Bu dernekte, rahmetli Sedat Kaya 'dan kalan "takım liderliği " ruhunun hala devam ediyor olması dikkatimi çekti.
Herkes başkan, herkes yardımcı, herkes canla başla çalışıyor, tribünlere oynama hevesi yok...
Ne güzel değil mi?
Program arasındaki, dört kaliteli konuşmacının, yorumlarını hayranlıkla izledim.
Afrikalı, Moğolistanlı, Türk, Pakistanlı ve Belçikalı eski kültür bakanı, hepsi bam telinden vurdular!
Hele hele, ailesi Kafkaslardan seneler önce Türkiye'ye kaçarak canını kurtarmış ve daha sonraları Belçika'ya iş gücü olarak legal yollardan gelen bir ailenin, 3. Nesil evladı genç bir kızımızın yorumları, konuşması, konuya hâkim olması, çook umut verici, gurur vericiydi.
T.C. devletini temsilen devlet baba büyükelçimiz İsmail Sefa bey de meseleyi sahiplenerek damgasını vurdu.

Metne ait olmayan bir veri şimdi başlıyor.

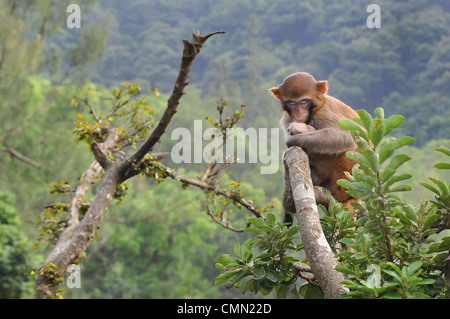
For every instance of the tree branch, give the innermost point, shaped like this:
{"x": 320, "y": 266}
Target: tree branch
{"x": 190, "y": 52}
{"x": 21, "y": 157}
{"x": 317, "y": 249}
{"x": 73, "y": 242}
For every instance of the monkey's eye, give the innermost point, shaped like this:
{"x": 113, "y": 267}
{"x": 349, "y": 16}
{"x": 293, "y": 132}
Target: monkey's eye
{"x": 302, "y": 102}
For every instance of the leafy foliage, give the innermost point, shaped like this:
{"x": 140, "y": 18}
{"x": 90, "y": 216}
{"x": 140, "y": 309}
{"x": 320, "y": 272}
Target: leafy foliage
{"x": 399, "y": 250}
{"x": 264, "y": 259}
{"x": 391, "y": 250}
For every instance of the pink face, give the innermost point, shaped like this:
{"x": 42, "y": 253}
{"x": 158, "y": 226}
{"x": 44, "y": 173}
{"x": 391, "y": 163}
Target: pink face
{"x": 299, "y": 110}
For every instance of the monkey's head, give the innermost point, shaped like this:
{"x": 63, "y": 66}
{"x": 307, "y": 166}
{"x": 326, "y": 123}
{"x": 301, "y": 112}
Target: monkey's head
{"x": 300, "y": 95}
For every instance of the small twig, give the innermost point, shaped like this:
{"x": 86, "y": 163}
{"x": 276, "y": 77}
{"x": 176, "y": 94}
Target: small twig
{"x": 221, "y": 222}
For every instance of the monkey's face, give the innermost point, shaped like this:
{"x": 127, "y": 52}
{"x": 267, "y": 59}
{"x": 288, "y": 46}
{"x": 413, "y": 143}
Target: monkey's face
{"x": 298, "y": 109}
{"x": 299, "y": 95}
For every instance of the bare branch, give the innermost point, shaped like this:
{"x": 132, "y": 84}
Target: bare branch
{"x": 317, "y": 249}
{"x": 190, "y": 52}
{"x": 73, "y": 242}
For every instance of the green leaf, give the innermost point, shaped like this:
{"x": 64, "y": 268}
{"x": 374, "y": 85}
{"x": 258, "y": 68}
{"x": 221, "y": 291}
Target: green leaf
{"x": 271, "y": 219}
{"x": 350, "y": 125}
{"x": 431, "y": 188}
{"x": 431, "y": 219}
{"x": 399, "y": 188}
{"x": 442, "y": 165}
{"x": 379, "y": 112}
{"x": 366, "y": 119}
{"x": 220, "y": 266}
{"x": 221, "y": 278}
{"x": 257, "y": 222}
{"x": 282, "y": 291}
{"x": 411, "y": 269}
{"x": 377, "y": 132}
{"x": 272, "y": 275}
{"x": 247, "y": 286}
{"x": 386, "y": 151}
{"x": 344, "y": 270}
{"x": 225, "y": 259}
{"x": 386, "y": 174}
{"x": 398, "y": 160}
{"x": 443, "y": 150}
{"x": 395, "y": 179}
{"x": 237, "y": 249}
{"x": 311, "y": 292}
{"x": 247, "y": 248}
{"x": 258, "y": 273}
{"x": 251, "y": 230}
{"x": 405, "y": 140}
{"x": 393, "y": 122}
{"x": 441, "y": 185}
{"x": 292, "y": 231}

Şöyle Kelleyi iki elimizin içine alıp bir düşünsek;
Kimlik bunalımı, (identitetit krisis)
Farklılık (diversitetit)
Kabullenme (accepteren) ..
Yani bu konular dünde vardı, bugün de var, yarın da olacak değil mi?
Zaten Belçikalı moderatörde, topu buralarda gezdirdi.!
Program sonrası ayaküstü sohbet ederken dedim ki kendisine, sen ve ben, bu salonda bulunan 72.5 millet, hepsi Hz. Adem ve Hz Havva'nın torunları değilmi ki ?!
Epeyce kahkaha attı ..doğru büyük bir aileyiz dedi..
Ah insanlık ah!
Kendimizi de, çevremizi de mahvetmesek, insan gibi yaşasak, nimetleri de, dertlerde eşitçe paylaşsak olmaz mı acaba?